I am working with R to scrape and clean a data for my work as journalist. I could get the table of the HTML, then read it as dataframe and rename the columns' name. Now I am trying to create a new column which gets a value considering other column' values.
This new column should get the values of "Avante", "DEM", "MDB", "Patriota", "PCdoB" and so on. It´s the party of each deputy. Avante, for example, has three deputies, who are "Adalberto Cavalcanti", "Cabo Sabino" and "Silvio Costa". The name of the deputies always come below the whole row with the party´s name.
url <- "http://www.camara.leg.br/internet/votacao/mostraVotacao.asp?ideVotacao=8559&numLegislatura=55&codCasa=1&numSessaoLegislativa=4&indTipoSessaoLegislativa=O&numSessao=225&indTipoSessao=E&tipo=partido"
library(xml2)
library(rvest)
file <- read_html(url)
tables <- html_nodes(file, "table")
table1 <- html_table(tables[3], fill = TRUE, header = T)
head(table1)
table1_df <- as.data.frame(table1)
colnames(table1_df) <- c("deputado", "uf", "voto")
This is what I have right now: enter image description here
This is what I want: enter image description here
Here's a solution that uses only base R:
url <- "http://www.camara.leg.br/internet/votacao/mostraVotacao.asp?ideVotacao=8559&numLegislatura=55&codCasa=1&numSessaoLegislativa=4&indTipoSessaoLegislativa=O&numSessao=225&indTipoSessao=E&tipo=partido"
library(xml2)
library(rvest)
file <- read_html(url)
tables <- html_nodes(file, "table")
table1 <- html_table(tables[3], fill = TRUE, header = T)
head(table1)
table1_df <- as.data.frame(table1)
colnames(table1_df) <- c("deputado", "uf", "voto")

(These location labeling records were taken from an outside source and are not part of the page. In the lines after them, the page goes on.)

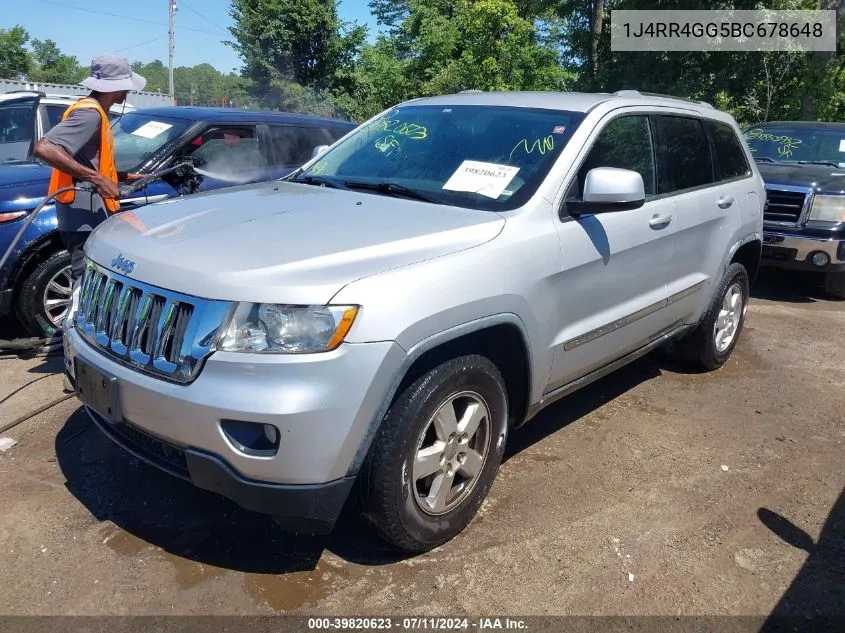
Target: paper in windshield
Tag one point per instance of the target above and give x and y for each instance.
(486, 179)
(152, 129)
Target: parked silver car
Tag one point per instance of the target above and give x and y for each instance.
(390, 312)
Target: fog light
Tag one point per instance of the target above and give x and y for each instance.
(820, 259)
(252, 438)
(271, 433)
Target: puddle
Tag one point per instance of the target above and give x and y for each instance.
(124, 543)
(540, 457)
(188, 573)
(293, 591)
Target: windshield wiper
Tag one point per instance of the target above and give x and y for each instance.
(317, 180)
(391, 188)
(818, 162)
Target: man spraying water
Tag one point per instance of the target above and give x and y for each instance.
(80, 149)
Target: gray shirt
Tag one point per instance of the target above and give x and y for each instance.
(79, 135)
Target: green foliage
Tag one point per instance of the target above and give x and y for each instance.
(14, 59)
(50, 65)
(297, 41)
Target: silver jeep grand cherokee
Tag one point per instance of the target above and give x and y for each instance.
(383, 318)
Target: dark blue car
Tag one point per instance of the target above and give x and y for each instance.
(232, 147)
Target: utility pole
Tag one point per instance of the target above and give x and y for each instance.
(172, 4)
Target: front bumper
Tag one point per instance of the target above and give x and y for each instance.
(322, 405)
(795, 252)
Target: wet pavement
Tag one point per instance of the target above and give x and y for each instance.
(653, 491)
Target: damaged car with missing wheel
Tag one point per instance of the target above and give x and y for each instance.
(373, 328)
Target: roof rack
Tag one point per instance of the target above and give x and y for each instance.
(637, 93)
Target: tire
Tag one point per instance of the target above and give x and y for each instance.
(834, 285)
(389, 491)
(701, 349)
(36, 288)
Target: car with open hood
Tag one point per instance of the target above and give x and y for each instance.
(383, 318)
(233, 146)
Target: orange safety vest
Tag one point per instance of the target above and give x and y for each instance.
(60, 180)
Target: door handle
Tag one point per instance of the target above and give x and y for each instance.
(658, 221)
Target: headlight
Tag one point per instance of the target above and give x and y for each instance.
(282, 329)
(828, 209)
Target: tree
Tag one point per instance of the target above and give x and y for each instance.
(14, 60)
(443, 46)
(296, 41)
(52, 66)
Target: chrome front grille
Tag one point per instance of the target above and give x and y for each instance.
(153, 330)
(786, 205)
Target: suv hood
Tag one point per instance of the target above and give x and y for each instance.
(282, 242)
(823, 178)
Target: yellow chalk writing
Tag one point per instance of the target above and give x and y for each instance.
(787, 143)
(412, 131)
(542, 145)
(387, 144)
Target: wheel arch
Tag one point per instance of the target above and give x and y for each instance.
(502, 338)
(36, 252)
(748, 253)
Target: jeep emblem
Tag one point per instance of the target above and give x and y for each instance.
(124, 265)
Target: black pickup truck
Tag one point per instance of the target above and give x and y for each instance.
(803, 166)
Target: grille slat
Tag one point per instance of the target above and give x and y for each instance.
(784, 206)
(150, 329)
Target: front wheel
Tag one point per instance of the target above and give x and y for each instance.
(436, 455)
(710, 345)
(45, 296)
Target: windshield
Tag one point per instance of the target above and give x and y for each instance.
(137, 136)
(482, 157)
(17, 127)
(784, 143)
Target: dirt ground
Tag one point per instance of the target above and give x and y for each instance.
(653, 491)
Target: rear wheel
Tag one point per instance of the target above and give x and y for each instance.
(710, 345)
(436, 455)
(45, 296)
(834, 285)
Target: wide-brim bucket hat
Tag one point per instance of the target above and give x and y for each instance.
(112, 73)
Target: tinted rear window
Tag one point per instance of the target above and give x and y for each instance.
(685, 154)
(730, 156)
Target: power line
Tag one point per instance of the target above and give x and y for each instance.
(212, 23)
(156, 39)
(122, 17)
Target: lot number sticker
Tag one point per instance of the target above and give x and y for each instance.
(487, 179)
(152, 129)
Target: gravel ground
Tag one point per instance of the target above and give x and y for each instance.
(653, 491)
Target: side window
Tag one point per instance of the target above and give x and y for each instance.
(228, 149)
(54, 116)
(730, 156)
(293, 145)
(685, 154)
(624, 143)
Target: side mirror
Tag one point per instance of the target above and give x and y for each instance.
(320, 149)
(609, 189)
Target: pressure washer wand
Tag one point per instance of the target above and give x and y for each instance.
(140, 184)
(30, 220)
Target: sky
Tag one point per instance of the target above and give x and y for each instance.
(138, 29)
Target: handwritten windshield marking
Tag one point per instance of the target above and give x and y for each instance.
(542, 145)
(412, 131)
(387, 144)
(787, 143)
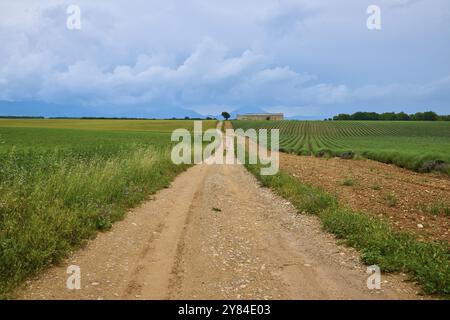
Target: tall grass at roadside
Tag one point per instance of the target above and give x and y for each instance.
(54, 198)
(427, 263)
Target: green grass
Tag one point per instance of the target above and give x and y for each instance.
(426, 263)
(406, 144)
(348, 182)
(58, 187)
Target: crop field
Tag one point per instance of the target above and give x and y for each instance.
(413, 145)
(62, 180)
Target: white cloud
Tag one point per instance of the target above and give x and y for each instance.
(305, 55)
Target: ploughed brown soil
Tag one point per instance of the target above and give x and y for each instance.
(415, 193)
(216, 234)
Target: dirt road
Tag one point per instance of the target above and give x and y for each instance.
(215, 234)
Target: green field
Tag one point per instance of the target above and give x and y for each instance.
(406, 144)
(62, 180)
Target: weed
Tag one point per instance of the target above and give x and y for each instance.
(390, 199)
(348, 182)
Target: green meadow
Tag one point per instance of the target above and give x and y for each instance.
(61, 181)
(410, 144)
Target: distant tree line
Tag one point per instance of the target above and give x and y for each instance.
(392, 116)
(20, 117)
(103, 118)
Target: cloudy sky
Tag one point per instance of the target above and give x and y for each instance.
(306, 58)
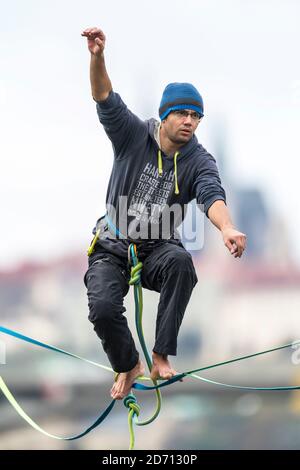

# create the new column for later
table1_df$new_column <- NA
# identify rows with the Total PARTY: NUM rows
idx <- grep("Total.*: \\d+", table1_df$deputado)
# Loop over these and assign the values
for (i in seq_along(idx)){
# Extract the number of deputados
n <- as.numeric(sub("^.*: ", "", table1_df$deputado[idx[i]]))
# Extract the party
partido <- sub("Total ", "", table1_df$deputado[idx[i]])
partido <- sub(": .*", "", partido)
# Assign the values
table1_df$new_column[(idx[i] - n):(idx[i] - 1)] <- partido
}
# Remove the unnecessary lines
table1_df <- table1_df[-grep("Total .*:.*", table1_df$deputado), ]
table1_df <- table1_df[-which(table1_df$deputado == table1_df$uf), ]